LiF結晶X線検出器を用いたX線自由電子レーザー集光ビームの3次元可視化

Pikuz, T.*; Faenov, A.*; 松岡 健之*; 松山 智至*; 山内 和人*; 尾崎 典雅*; Albertazzi, B.*; 犬伏 雄一*; 矢橋 牧名*; 登野 健介*; 佐藤 祐哉*; 湯本 博勝*; 大橋 治彦*; Pikuz, S.*; Grum-Grzhimailo, A. N.*; 錦野 将元; 河内 哲哉; 石川 哲也*; 児玉 了祐*

Pikuz, T.*; Faenov, A.*; Matsuoka, Takeshi*; Matsuyama, Satoshi*; Yamauchi, Kazuto*; Ozaki, Narimasa*; Albertazzi, B.*; Inubushi, Yuichi*; Yabashi, Makina*; Tono, Kensuke*; Sato, Yuya*; Yumoto, Hirokatsu*; Ohashi, Haruhiko*; Pikuz, S.*; Grum-Grzhimailo, A. N.*; Nishikino, Masaharu; Kawachi, Tetsuya; Ishikawa, Tetsuya*; Kodama, Ryosuke*

we report, that by means of direct irradiation of lithium fluoride a (LiF) crystal, in situ 3D visualization of the SACLA XFEL focused beam profile along the propagation direction is realized, including propagation inside photoluminescence solid matter.

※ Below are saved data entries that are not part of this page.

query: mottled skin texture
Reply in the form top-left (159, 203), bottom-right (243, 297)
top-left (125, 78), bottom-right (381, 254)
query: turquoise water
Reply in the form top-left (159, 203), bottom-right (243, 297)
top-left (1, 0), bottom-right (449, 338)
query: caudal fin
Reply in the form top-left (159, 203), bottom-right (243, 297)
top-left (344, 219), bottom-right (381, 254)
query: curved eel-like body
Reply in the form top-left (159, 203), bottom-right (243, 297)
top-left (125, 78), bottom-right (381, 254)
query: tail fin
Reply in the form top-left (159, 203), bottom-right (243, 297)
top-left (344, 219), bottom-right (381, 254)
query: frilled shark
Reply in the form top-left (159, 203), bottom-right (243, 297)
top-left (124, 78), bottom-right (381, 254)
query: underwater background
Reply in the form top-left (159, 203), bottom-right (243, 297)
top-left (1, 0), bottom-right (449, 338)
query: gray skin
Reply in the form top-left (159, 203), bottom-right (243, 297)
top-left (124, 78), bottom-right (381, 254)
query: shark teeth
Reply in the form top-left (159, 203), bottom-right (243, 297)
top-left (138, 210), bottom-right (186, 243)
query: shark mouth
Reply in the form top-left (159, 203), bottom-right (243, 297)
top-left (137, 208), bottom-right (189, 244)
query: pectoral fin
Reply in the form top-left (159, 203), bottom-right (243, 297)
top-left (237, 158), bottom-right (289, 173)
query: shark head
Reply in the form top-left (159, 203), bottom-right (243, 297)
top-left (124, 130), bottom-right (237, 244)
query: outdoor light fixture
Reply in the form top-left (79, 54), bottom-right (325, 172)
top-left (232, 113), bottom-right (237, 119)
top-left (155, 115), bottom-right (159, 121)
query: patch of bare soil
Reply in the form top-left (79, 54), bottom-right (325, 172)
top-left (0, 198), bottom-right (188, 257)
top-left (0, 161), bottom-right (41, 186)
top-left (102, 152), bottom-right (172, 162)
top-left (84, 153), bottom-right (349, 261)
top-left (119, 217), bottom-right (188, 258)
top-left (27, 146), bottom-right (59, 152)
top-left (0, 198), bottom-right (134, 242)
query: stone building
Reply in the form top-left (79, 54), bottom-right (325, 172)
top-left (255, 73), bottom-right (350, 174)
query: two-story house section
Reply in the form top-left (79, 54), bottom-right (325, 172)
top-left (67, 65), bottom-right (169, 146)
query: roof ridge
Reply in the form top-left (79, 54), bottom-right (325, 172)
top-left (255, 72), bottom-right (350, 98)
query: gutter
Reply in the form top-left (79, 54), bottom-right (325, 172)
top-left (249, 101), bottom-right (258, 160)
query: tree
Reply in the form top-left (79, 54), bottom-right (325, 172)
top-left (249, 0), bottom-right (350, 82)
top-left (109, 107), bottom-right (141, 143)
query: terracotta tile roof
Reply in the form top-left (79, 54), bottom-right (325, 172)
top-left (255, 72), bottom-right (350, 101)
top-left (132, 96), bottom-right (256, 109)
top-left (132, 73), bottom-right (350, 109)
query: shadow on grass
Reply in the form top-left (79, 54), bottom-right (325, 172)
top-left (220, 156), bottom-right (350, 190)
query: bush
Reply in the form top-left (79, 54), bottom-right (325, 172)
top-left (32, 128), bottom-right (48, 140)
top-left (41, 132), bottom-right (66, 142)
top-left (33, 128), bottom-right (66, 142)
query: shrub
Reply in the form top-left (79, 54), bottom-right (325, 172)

High sensitivity and large dynamic range of the LiF crystal detector allowed measurements of the intensity distribution of the beam at distances far from the best focus as well as near the best focus and evaluation of XFEL source size and beam quality factor M2. Our measurements also support the theoretical prediction that for X-ray photons with energies 10 keV the radius of the generated photoelectron cloud within the LiF crystal reaches about 600 nm before thermalization. The proposed method has a spatial resolution 0.4-2.0 micron for photons with energies 6-14 keV and potentially could be used in a single shot mode for optimization of different focusing systems developed at XFEL and synchrotron facilities.